2. Grass in its withered state is an emblem also of the frailty of human life, and the suddenness with which it is liable to be cut off. “The voice said, Cry. And he said, What shall I cry ? All flesh is grass, and all the goodliness thereof is as the flower of the field.” “ The grass withereth, the flower fadeth : but the word of our God shall stand for ever.” (Isaiah 40:6, 8.) The picture here drawn is vivid and complete. Look on the pleasant meadow. See the health, strength, and beauty of its crop, as the wind gently waves its surface. But think how the next frost can nip it, or the next blast level it, or how certainly, if it reaches to ripeness, the mower will one day cut it down. And then bring away your eye from that scene, and let it gaze on the great company of mankind, on this city, this parish, this congregation, on yourselves. Like grass we perish, for “surely the people is grass.” Yes, let no one take refuge in generalities, but let each one say to himself or herself, “I am but as a blade of grass, and shall and must as certainly die, as all grass withereth, and every flower fadeth.” They and they alone, who have wisdom and faith to say this, and to act consistently therewith, will be prepared for the comfort of a closing thought or two.
1. Though the grass withereth, “the word of the Lord endureth for ever.” This was Isaiah’s consolation. St. Peter took it up, and by inspiration added to it, saying, “ And this is the word, which by the gospel is preached unto you.” Not one syllable of all that God stands pledged to perform shall fail or perish. His gospel is yours forever.
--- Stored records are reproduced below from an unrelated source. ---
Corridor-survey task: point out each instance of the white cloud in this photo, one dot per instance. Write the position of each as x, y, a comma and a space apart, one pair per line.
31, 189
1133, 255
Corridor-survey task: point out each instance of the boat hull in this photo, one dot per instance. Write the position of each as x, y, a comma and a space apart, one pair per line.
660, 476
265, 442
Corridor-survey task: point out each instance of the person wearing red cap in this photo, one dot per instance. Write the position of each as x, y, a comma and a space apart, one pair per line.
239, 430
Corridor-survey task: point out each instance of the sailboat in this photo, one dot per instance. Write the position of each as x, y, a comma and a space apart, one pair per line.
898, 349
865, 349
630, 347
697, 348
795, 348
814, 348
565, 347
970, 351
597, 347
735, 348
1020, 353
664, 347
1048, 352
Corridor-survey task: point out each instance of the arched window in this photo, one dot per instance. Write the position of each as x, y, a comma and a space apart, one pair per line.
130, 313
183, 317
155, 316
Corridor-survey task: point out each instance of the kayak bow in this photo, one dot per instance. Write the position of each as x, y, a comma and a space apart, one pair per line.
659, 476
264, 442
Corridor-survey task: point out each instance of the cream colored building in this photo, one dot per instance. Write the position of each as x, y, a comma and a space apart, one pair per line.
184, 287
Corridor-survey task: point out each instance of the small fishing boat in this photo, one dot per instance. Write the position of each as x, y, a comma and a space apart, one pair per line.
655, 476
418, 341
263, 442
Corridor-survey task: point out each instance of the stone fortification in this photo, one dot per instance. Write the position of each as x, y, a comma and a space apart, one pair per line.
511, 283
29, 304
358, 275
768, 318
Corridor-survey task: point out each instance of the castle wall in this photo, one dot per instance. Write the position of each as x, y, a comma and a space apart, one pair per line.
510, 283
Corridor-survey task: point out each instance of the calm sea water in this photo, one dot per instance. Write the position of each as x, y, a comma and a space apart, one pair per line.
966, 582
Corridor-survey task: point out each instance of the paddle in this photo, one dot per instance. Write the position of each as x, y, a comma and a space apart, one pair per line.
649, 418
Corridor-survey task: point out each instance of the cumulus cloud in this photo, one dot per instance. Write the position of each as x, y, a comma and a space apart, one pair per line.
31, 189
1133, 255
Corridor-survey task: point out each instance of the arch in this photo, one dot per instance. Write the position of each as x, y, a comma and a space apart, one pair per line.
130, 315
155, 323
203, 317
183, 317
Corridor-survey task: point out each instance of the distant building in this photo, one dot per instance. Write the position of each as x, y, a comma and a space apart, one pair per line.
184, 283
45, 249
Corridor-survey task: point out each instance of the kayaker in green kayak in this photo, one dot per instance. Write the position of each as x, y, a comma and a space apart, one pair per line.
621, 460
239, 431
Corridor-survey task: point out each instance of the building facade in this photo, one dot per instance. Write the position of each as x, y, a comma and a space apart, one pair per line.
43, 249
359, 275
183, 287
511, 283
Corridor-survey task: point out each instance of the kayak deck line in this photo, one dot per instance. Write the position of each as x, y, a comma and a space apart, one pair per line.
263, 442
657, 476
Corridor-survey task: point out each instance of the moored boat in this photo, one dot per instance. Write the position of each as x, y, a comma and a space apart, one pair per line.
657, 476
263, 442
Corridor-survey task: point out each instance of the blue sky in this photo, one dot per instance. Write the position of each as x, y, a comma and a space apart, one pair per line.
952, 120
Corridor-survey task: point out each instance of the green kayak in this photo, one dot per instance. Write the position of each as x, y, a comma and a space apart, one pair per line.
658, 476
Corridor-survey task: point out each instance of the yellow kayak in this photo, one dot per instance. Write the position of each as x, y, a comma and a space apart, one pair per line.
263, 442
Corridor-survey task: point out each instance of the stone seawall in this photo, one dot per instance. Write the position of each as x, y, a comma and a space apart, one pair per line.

2. That which resembles grass, in the visible church, may be withered and cut down, but the living grass of the living church, “shall never perish.” “And there came out of the smoke locusts upon the earth : and unto them was given power, as the scorpions of the earth have power. And it was commanded them that they should not hurt the grass of the earth, neither any green thing, neither any tree, but only those men which have not the seal of God in their foreheads.” (Revelation 9:3, 4.)
In coming times, the Son of man will clear out of his field only that which offends. The false professor, as well as the profligate,—all who bear not the stamp of godliness, will be clean cut down. But, the godly, the green, the living grass of the true field, shall not be hurt : they shall abide forever.
3. The wonders of the world’s first week will never cease to be admired by those whom God creates anew in Christ Jesus. And, if grass be a wonder, how wonderful must that parent mind be, which saw, from the beginning, all that it was to teach us until the end ! Then let us say, “Thou art worthy, O Lord, to receive glory, and honour, and power ; for thou hast created all things, and for thy pleasure they are and were created.” (Revelation 4:11.)